Having done that job, I returned to the garden for a second day this week to start pruning the box hedges around the roses. These can be started with a hedge trimmer and given a neat finish with shears. Again this is a very time consuming business. With 2 of us working, we still didn’t manage to get round all the hedges in a day. There is a lot of clearing up do afterwards. Our relatively strong backs were also not thanking us for a day of diligent pruning – at such a low level.
When that is done I see that the roses are beginning to go over and they require a lot of time dead-heading. A very worthwhile job to acheive a longer flowering period. Whilst doing this we are also weeding under the roses despite a good mulching at the beginning of the year. In a bad year for ‘black spot’ usually after a warm damp Spring (fortunately not this year), we are also sweeping up all the dead and yellowed diseased leaves from under the roses.

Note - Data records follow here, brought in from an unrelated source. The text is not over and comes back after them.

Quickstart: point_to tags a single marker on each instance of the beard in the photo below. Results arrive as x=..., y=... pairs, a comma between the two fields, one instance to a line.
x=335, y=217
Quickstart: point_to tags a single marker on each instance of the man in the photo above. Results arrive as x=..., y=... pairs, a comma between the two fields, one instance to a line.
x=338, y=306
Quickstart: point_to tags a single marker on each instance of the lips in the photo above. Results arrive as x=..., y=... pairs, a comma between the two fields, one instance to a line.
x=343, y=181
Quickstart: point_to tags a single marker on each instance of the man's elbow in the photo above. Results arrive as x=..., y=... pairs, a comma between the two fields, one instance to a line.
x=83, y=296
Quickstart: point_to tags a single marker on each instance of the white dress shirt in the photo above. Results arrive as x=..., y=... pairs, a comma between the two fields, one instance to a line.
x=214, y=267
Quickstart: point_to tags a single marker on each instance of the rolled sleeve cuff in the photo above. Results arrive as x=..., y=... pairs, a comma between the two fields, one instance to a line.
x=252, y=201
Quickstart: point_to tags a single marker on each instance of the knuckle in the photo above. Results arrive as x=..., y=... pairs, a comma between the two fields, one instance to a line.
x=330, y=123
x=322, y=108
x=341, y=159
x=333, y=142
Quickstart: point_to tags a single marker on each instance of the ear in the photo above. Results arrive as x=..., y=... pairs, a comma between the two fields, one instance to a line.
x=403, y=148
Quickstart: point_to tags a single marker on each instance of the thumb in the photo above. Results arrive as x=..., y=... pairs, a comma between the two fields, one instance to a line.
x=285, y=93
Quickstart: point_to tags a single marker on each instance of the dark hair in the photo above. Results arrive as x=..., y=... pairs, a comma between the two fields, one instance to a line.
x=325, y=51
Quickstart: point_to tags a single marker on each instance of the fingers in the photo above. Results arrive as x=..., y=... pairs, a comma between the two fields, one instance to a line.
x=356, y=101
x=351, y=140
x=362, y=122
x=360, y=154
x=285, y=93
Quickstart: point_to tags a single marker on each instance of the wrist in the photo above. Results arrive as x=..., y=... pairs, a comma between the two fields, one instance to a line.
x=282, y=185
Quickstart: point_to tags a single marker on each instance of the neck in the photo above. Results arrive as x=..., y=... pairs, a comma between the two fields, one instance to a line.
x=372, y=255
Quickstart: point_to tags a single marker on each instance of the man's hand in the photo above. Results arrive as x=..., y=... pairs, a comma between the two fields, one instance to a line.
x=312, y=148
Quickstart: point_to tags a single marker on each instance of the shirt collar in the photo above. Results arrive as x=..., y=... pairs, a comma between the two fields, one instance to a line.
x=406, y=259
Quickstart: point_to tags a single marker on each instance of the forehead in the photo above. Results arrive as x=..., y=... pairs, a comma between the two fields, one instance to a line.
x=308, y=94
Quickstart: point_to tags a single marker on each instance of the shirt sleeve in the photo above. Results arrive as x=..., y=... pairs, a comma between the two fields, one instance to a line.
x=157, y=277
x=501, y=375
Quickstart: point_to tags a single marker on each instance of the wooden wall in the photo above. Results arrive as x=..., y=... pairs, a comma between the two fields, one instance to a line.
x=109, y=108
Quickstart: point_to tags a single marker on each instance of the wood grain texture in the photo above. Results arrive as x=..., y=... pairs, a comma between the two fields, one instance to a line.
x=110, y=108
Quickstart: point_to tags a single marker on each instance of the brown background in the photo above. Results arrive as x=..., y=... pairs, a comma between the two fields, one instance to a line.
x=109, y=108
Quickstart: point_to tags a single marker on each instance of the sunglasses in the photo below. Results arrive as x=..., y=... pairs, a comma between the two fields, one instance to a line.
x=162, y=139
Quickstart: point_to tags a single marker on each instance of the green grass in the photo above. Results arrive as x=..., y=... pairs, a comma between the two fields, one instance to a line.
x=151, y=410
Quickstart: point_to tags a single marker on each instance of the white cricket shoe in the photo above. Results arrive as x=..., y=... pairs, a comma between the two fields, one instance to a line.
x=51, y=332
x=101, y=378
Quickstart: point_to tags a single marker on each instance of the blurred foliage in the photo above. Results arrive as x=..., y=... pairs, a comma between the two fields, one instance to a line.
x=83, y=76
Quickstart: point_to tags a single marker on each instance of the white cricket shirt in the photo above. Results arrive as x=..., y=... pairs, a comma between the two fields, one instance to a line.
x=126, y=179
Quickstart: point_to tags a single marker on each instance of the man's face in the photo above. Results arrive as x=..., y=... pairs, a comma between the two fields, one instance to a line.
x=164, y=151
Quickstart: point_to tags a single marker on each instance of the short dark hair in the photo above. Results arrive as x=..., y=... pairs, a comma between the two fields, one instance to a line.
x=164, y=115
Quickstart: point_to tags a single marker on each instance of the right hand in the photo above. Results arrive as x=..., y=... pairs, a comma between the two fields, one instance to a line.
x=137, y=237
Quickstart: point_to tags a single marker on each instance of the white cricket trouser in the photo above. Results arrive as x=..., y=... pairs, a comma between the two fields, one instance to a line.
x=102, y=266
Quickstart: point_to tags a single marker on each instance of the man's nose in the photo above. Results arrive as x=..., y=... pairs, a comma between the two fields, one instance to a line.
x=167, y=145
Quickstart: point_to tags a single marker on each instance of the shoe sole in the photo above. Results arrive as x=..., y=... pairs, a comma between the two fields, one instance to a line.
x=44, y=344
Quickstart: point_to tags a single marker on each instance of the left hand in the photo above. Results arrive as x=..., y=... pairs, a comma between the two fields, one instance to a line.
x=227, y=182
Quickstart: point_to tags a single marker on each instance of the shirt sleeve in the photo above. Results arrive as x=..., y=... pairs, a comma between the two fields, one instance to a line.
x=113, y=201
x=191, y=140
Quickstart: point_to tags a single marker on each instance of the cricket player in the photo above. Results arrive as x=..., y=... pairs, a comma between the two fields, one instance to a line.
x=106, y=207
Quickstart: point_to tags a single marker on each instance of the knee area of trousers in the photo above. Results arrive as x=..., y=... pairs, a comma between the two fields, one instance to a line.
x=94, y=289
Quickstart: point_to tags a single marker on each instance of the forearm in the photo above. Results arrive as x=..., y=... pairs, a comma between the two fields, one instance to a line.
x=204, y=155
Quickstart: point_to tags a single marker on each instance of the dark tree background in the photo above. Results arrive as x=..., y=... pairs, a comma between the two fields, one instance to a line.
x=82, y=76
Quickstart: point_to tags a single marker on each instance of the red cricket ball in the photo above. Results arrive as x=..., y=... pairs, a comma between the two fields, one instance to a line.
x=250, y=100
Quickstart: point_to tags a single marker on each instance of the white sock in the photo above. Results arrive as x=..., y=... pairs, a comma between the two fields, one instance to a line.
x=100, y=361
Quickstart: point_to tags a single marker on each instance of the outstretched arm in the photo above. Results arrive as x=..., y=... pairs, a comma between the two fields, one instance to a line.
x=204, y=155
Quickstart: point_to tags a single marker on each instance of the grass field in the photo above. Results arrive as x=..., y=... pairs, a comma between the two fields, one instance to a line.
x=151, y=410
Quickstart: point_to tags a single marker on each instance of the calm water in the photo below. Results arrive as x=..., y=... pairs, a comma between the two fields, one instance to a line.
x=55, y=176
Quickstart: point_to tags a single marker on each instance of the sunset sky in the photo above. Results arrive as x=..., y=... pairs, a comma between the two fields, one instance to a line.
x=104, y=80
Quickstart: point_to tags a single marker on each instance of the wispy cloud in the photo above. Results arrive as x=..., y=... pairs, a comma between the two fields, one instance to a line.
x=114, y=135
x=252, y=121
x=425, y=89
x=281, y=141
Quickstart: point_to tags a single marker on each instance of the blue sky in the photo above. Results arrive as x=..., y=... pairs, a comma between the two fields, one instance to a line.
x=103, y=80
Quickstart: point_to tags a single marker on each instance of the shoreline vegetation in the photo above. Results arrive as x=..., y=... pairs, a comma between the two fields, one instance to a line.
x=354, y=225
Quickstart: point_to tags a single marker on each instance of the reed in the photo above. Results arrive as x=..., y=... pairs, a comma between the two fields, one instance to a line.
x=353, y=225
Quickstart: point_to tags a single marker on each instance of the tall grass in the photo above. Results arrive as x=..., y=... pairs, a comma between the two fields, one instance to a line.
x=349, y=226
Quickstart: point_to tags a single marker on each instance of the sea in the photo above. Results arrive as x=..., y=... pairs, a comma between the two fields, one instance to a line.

When we finally feel we can leave this area, we know that the Nepeta underplanting the roses needs cutting right back to get a second flush of flowers for later in the year..
Hang on a moment … before we know it, we have spent all season in this area and the rest of the garden is going to pot.
For these reasons, stunning as this garden is, I strongly recommend giving rose gardens lots of thought when planting.
In another garden I work in, the roses are dotted through the border.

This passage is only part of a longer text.